Finn reported a similar experience when communicating with employees, noting that his firm is also seeing low open rates on emails. “I’m pushing back on my provider, saying we have got to think of different ways that we’re talking to employees, different messaging that we’re putting out there, because just to get a message read is really impossible these days,” he notes.  

From Ihmels’ government perspective, she explains, one of their challenges also relates to communications and convincing their employees that they also need to be contributing to their plan, instead of having them think they can rely solely on their pension to get them through retirement. 

The fallout from the pandemic has also created challenges. Finn notes that part of his job is overseeing compensation, and there has been an increase in people moving jobs, wanting to work remotely and asking for more money. “Working in an HR field, we’re all kind of dealing with COVID and what the return-to-work environment looks like. And at the same time, we’ve got employees leaving left and right, or asking for more money. It’s a very tough environment for employers right now.” 

Red, Green or Yellow?

Turning to what he called the “lightning round,” Adams gave each of the panelists red, green and yellow sheets of paper, and asked them to hold up one of them signifying whether it’s something they’re thinking about doing (green), not doing (red) or are on the fence about doing (yellow). 

The results turned out to be fairly consistent among the plan sponsors:  

Financial wellness: This generally received greens across the board, with the panelists agreeing that it’s critical, needs to be done and is just as important as health wellness, particularly with helping employees learn about paying down debt, student loans, payroll loans and simple budgeting. That said, they noted that it remains difficult to get employee participation, as many employees do not sign up for it. 

Student debt matching contributions: This appeared to get mixed reviews, with the panelists saying that it’s not currently a top priority, but may become one in the future as part of a holistic wellness program. 

Emergency savings accounts: Similarly, this did not appear to be a current top priority, with the panelists saying that they are not currently looking at it as a separate program, but would consider it as part of a holistic wellness program that covers emotional, physical and financial wellness. Moreover, it was noted that if there was a way providers could easily implement such a program as part of their DC plan, like what is being discussed in Washington, they would be more in favor of it.   

Health Savings Accounts: Overall, HSAs received positive reviews, with one panelist saying they have an HSA in place, with about a third of their workforce participating. Another also has one, and while they are starting to see improved savings rates, they are working to improve their communications around it. And the third doesn’t have one, but is looking to get one. 

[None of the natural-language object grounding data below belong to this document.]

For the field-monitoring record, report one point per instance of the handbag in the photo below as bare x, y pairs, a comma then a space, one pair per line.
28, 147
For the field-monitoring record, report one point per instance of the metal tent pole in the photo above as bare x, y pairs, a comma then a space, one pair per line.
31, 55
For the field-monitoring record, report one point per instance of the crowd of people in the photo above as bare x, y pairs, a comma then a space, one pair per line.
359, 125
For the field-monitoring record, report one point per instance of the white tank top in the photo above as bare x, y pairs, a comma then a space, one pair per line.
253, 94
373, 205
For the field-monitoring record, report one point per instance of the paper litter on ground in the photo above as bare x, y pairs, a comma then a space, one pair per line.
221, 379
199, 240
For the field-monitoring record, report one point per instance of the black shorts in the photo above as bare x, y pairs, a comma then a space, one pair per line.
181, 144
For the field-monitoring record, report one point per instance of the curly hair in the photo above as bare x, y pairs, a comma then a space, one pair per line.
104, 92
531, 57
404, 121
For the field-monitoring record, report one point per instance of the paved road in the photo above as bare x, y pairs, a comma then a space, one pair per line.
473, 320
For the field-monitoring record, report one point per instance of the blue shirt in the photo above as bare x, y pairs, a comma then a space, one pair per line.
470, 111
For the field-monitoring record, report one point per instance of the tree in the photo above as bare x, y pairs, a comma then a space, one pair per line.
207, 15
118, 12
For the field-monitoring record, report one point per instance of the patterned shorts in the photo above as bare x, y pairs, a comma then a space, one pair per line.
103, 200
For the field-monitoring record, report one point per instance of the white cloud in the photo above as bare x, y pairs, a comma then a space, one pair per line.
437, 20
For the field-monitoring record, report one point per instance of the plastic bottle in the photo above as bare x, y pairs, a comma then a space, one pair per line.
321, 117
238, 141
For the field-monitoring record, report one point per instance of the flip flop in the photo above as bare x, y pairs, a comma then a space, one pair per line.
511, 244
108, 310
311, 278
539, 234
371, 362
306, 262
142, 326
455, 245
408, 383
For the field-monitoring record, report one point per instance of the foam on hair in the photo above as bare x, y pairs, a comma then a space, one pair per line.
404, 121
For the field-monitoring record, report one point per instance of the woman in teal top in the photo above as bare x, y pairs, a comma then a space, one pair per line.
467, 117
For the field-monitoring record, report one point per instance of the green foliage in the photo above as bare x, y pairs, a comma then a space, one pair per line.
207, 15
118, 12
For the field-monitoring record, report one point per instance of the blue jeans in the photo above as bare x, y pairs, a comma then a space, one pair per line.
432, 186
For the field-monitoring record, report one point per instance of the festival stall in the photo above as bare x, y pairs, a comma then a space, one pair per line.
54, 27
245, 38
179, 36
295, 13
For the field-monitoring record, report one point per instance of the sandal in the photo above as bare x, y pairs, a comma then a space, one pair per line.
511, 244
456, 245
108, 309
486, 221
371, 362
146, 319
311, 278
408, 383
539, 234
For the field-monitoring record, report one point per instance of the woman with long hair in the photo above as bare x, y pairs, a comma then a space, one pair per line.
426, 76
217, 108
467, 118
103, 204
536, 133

Target date funds: Two of the three panelists have TDFs in their plans, and all three agreed that they like the concept, noting that their employees like them, they’re easy to understand and their employees stay in them when defaulted.

Managed accounts: In contrast, managed accounts received mixed reviews. One panelist noted that they’re not as easy to explain to employees and there is confusion in understanding the differences in the funds, while another panelist believes they are a great option but agreed that there is some difficulty in communicating with employees about them. 

ESG: Interestingly, despite all the talk about ESG, the panelists agreed that it is not currently on their radar. “I get it—it’s a big topic,” said one panelist. “It’s something that at some point is going to be adopted in the plans, but it’s just not something that we’re looking to do, and I hear that from all of my plan sponsor friends.”